The situation amounts to this inconceivable thing: all the money in circulation comes only from the banks. Even coins and paper money come into circulation only if they are released by the banks.

But the banks put money into circulation only by lending it out at interest. This means that all money in circulation comes from the banks and must be returned to the banks some day, swelled with interest.

The banks remain the owners of the money. We are only the tenants, the borrowers. If some manage to hang on to their money for a long time and even permanently, other people are made incapable of fulfilling their commitments.

A multiplicity of personal and corporate bankruptcies, mortgages upon mortgages, and the continuous growth of the public debt, are the natural fruits of such a system.

Charging interest on money at birth, as it comes into existence, is illegitimate and absurd, antisocial, and contrary to good arithmetic. The monetary defect is therefore as much a technical defect as a social defect.

As our country grows, in production as well as in population, more money is a must. But it is impossible to get new money without contracting a debt, which collectively cannot be paid.

So we are left with the alternatives of either stopping growth or going into debt; of either plunging into mass unemployment or of having an unrepayable debt. And it is precisely this dilemma that is being debated in every country.

Aristotle, and later, Saint Thomas Aquinas, wrote that money does not produce offspring, does not breed more money. But the bankers bring money into existence, provided only that it breeds more money. Since neither governments nor the public create money, no one creates the offspring (the interest) claimed by the banker. Even legalized, this form of issue remains vicious and insulting.

Decline and degradation

This way of creating our country's money, by putting governments and individuals in debt, establishes a real dictatorship over governments and individuals alike.

The sovereign government has become a signatory of debts owed to a small group of profiteers. A minister, who represents all of the population of the country, signs unrepayable debts. The banker, who represents a few shareholders who thirst after profits, manufactures our country's money.

This is one striking aspect of the degeneration of power, of which Pope Pius XI spoke: governments have surrendered their noble functions, and have become the servants of private interests.

The Government, instead of guiding Canada, has become a mere tax collector, and the biggest item in government expenditures is precisely debt servicing: payment of the interest on the public debt.

Furthermore, legislation consists mainly in taxing the citizens, and erecting, everywhere, restrictions to freedom.

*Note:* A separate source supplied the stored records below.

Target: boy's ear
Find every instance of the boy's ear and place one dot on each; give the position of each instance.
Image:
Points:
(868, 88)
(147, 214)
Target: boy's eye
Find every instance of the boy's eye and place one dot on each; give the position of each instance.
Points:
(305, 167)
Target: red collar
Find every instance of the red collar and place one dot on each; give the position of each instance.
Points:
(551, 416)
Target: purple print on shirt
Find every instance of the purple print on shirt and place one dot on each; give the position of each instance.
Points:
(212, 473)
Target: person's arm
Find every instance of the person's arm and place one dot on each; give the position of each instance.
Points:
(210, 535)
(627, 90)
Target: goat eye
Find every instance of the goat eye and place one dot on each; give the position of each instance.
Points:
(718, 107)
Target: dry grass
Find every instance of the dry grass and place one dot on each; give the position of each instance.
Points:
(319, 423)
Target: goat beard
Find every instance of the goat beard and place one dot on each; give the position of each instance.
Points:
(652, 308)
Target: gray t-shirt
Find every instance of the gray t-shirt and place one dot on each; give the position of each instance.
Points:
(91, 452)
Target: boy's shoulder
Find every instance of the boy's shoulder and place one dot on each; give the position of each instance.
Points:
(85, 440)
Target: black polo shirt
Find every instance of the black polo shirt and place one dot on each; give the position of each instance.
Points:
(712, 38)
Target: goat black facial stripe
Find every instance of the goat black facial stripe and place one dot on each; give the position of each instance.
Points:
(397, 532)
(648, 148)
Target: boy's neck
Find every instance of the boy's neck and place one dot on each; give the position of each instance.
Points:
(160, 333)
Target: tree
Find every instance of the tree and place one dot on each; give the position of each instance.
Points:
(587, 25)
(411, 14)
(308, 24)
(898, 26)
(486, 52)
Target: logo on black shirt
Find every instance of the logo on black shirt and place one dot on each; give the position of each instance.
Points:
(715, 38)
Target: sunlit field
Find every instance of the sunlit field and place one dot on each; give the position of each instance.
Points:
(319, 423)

There are laws to make sure that the money creators are repaid. There are none to prevent human beings from dying in dire poverty.

Tight money develops a mentality of wolves in individuals. In front of plenty, everyone tries to get the too scarce symbols of the goods that give a right to a share in this plenty. Hence, frantic competition, patronage, denunciations, the tyranny of the “boss”, domestic strife, etc.

A handful of people preys on the others; the great mass of the people groan; many founder in the most degrading poverty.

Sick people remain without care, children are poorly or insufficiently nourished, talents go undeveloped, youths can neither find jobs nor start homes and families, farmers lose their farms, industrialists go bankrupt, families struggle with difficulties — all this without any other cause than the lack of money.

The banker's pen imposes privations on the public and servitude on the governments.